I am sorry, but it seems, that our intentions were completely misunderstood.


----------



## Maggie-NC (Jun 22, 2005)

Hi mrwoodstk and welcome to the forum. Things can, sometimes, be misunderstood and I'm glad this is cleared up. I look forward to you joining our discussions because of your experience raising and caring for pigeons. We always need more information to help us.


----------



## Skyeking (Jan 17, 2003)

Hi Jim,

I appreciate you clarifying things. We DO get alot of new people with less then humane intentions, so we have to be careful.

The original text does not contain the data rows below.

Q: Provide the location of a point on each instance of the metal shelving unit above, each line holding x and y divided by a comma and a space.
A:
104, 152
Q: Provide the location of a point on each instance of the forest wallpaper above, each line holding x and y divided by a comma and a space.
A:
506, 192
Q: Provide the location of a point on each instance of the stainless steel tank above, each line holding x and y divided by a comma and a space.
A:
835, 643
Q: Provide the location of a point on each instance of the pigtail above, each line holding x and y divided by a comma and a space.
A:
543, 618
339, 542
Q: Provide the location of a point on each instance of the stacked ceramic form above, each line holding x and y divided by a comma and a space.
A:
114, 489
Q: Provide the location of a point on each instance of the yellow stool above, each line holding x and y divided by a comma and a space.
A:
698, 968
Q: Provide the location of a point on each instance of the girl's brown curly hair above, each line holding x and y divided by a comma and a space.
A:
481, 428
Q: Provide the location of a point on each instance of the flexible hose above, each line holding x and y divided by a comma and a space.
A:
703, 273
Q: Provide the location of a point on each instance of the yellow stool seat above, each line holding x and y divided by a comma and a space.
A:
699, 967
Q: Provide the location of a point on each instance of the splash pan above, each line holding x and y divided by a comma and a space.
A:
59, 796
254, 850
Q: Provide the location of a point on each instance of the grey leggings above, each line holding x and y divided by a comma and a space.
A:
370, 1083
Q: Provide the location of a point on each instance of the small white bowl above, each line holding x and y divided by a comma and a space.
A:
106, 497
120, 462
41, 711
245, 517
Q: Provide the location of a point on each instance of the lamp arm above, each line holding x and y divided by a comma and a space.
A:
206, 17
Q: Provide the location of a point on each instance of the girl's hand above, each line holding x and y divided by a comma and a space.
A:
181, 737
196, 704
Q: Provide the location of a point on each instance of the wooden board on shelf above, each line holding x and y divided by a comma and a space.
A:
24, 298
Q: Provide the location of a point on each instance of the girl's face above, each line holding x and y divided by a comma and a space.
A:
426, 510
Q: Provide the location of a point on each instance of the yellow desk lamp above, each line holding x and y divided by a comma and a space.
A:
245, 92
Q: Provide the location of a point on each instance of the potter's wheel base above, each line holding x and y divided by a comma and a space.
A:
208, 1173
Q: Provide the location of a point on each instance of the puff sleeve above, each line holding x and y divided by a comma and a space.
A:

By the way, Welcome to our forum.


----------



## Maggie-NC (Jun 22, 2005)

Nona, I'll add my 2 cents worth and say welcome. It really does seem you have been a long-time member and I enjoy your posts.


----------



## Rooster2312 (Mar 8, 2006)

Hi Jim,

I must also apologize for my tone. Misunderstandings all round.

Welcome to PT!

Lindi


----------



## mrwoodstk (Nov 9, 2006)

*Thank You*

It is a pleasure to know up front that we are dealing with creditable people.
I too look forward to our interaction and sharing every one's experiences.

Warmest Regards; Jim


----------



## Lin Hansen (Jan 9, 2004)

Yes, Jim, almost did it again.......

Welcome to Pigeon Talk.

Linda


----------